Who do you think worms all the cattle in India? Those cattle do have a natural resistance to parasites. I only worm an animal that has an unthrifty appearance. A bovine that appears in great condition should be able to tolerate a minimal level of parasites. Did the American Indians worm the buffalo?

Do you see any animals that need worming.
I only remember worming 2 animals in the last 12 months. This herd is coming out of Winter having had no grain, cubes or hay.


----------



## ramiller5675 (Mar 31, 2009)

Do the feral cattle in India have a calf each and every year? How many of those calves survive to weaning age, yearling age, or breeding age?


----------



## MO_cows (Aug 14, 2010)

Agman, your cattle look good. How much better could they look and how many more pounds would you have to sell if they weren't carrying a load of parasites??


----------



## countryfied2011 (Jul 5, 2011)

I'm just curious as how you can tell for certain they dont have worms....my horses all look good and healthy...but yet I wormed the other day and I found a couple of botfly larvae in one of the mares piles...yes I go looking after I worm..lol

Didnt find any in the Jerseys.

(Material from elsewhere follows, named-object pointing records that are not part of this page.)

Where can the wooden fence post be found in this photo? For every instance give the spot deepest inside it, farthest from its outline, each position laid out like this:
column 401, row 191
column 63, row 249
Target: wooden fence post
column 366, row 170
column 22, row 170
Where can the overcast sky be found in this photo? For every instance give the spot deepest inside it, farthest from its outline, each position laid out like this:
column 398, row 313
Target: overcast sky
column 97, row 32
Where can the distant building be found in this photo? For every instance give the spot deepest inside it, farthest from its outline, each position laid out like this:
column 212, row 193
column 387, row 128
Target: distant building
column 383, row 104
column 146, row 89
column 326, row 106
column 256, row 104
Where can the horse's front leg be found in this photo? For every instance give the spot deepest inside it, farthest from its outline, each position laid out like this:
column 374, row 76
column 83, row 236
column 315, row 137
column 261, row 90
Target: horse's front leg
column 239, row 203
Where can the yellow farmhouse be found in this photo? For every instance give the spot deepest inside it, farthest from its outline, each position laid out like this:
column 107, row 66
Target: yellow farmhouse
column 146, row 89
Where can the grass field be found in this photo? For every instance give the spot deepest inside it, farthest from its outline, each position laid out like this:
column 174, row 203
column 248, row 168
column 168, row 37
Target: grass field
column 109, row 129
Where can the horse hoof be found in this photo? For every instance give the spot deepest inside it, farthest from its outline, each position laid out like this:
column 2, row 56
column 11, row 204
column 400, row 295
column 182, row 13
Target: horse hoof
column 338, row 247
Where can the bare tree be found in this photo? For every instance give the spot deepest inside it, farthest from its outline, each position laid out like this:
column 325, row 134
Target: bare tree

And didnt find any in the other horses...except for a fecal count I dont see how anyone can be for certain. Maybe cattle are different..if so let me know how?


----------



## Gabriel (Dec 2, 2008)

This short article doesn't speak directly to wormers, but it makes my point better than I did. http://farmprogress.com/blogs-i-like-tweet-ranchers-forage-business-6872 You must look at the health of the whole and realize that interfering in one area affects the others.


----------



## haypoint (Oct 4, 2006)

Gabriel said:


> Let me start by saying that I do worm my goats, so I don't sit on my hands _all the time_. But cattle are not goats and should not need to be wormed. How often do you worm yourself? Humans can and do get worms, but it's unusual and it's when they've been living very unhealthily. Same for cattle. In an environment that has a low worm load they'll develop resistance. If there's a high worm load in the whole herd you should change your management, if it's just a couple then cull them, you don't want those genetics!
> 
> Wormers are hard on soil life. Healthy soil life is the base of the pasture pyramid, if you destroy it the top will suffer, even if it's not visible to the human eye. We should always look at the whole, not just any given part.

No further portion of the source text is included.